The engineering was harder than it looked

This wasn’t just “chain some API calls together.” Each step in the flow had to stream its AI response in real-time, parse partial JSON as tokens arrived, handle broken or hallucinated JSON gracefully with automatic retries, and render intermediate results in a UI that a non-technical user could actually understand, edit, and approve - all while maintaining session state across steps.

Live streaming with partial JSON parsing. Users needed to see output as it generated, not wait for a complete response. That meant parsing incomplete JSON on every token, displaying what was valid so far, and gracefully handling the constant stream of temporarily invalid states. When the model hallucinated a broken structure mid-stream, the system had to detect it, retry, and resume without the user losing their work.

JSON consistency was a nightmare. In early 2024, there was no function calling, no structured outputs, no response schemas.
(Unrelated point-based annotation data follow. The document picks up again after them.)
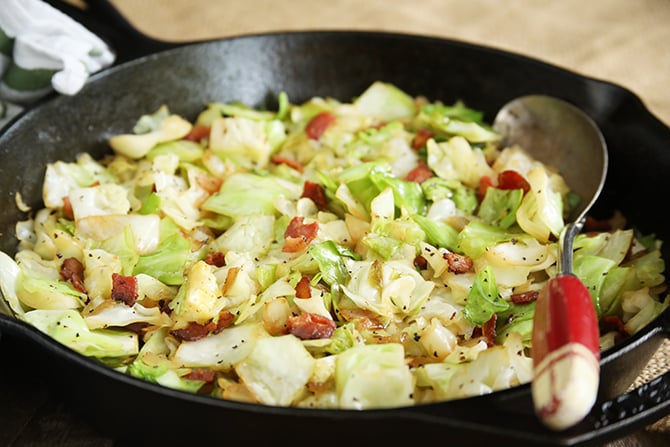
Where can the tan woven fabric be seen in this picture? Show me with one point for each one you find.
(622, 41)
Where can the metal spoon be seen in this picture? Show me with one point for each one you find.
(565, 339)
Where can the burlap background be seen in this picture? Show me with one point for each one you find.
(622, 41)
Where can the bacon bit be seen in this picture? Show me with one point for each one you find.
(217, 259)
(209, 183)
(592, 224)
(298, 235)
(124, 289)
(204, 375)
(458, 263)
(525, 297)
(511, 179)
(421, 137)
(68, 212)
(198, 133)
(310, 326)
(302, 289)
(617, 323)
(276, 159)
(484, 183)
(489, 330)
(363, 318)
(195, 331)
(315, 192)
(319, 124)
(73, 270)
(420, 173)
(420, 262)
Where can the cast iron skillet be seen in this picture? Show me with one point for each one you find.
(254, 69)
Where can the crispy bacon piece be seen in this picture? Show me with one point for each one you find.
(195, 331)
(302, 289)
(73, 270)
(315, 192)
(511, 179)
(525, 297)
(617, 323)
(420, 173)
(309, 326)
(198, 133)
(484, 183)
(68, 213)
(592, 224)
(204, 375)
(276, 159)
(489, 330)
(217, 259)
(124, 289)
(137, 327)
(298, 235)
(319, 124)
(458, 263)
(421, 137)
(420, 262)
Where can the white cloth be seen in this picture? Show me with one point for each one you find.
(44, 38)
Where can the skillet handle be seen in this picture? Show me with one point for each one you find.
(102, 18)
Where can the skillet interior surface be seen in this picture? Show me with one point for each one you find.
(255, 69)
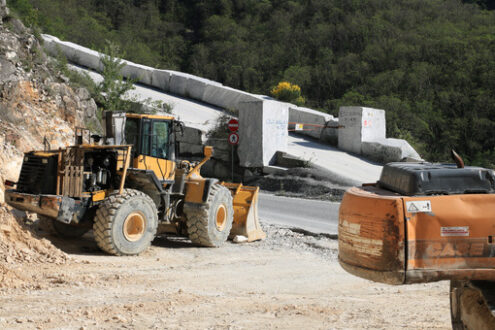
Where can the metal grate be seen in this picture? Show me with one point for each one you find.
(32, 174)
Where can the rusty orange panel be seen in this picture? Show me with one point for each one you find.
(371, 234)
(450, 233)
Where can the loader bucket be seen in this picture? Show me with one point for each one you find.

You sent a prompt that said “respond with valid JSON in this format” and you got back… something. Sometimes valid JSON. Sometimes JSON wrapped in markdown code fences. Sometimes a conversational response with JSON buried in the middle. I wrote parser after parser - strip code fences, find the first {, try to parse, fall back to regex extraction, try again. A five-step chain where each step needed valid JSON meant five opportunities for the whole thing to break.

Hallucination broke step-to-step data bindings. The model would generate a component that referenced a field called customer_name, but a previous step had called it clientName. Every step in the chain could hallucinate details that made its output incompatible with the steps before or after it.

The review UI was a design problem, not just an engineering problem. Each intermediate output needed to be displayed in a way that felt natural to edit - not raw JSON, but a structured form that mapped to the underlying data. The user had to be able to modify any field, see how their changes would affect downstream steps, and approve with confidence. Making AI-generated structured data editable by non-technical users, mid-pipeline, in real-time - that was genuinely hard.

The through-line

Everything I was doing by hand in early 2024 now has a name and a framework. Chained prompts became “agentic workflows.” Structured output became function calling and response schemas. The human review steps became “human-in-the-loop.” Context management between steps became “context engineering.”

This project eventually split into two separate things. The human-in-the-loop pattern - pausing AI workflows for human review - was a hard enough problem on its own that I pulled it out and built a standalone, platform-agnostic HITL product, which I launched in November 2024. Meanwhile, the multi-step AI generation architecture fed directly back into Frontly - when I rebuilt the AI app generator as a vibe coding platform in March 2025, the pipeline had a significant human-in-the-loop process baked in, informed by everything I’d learned building these chains a year earlier.

The core insight from this period wasn’t just that context quality matters - it was that AI does better with small, focused steps, and that humans are the best quality gate between those steps. That pattern keeps showing up in everything I build.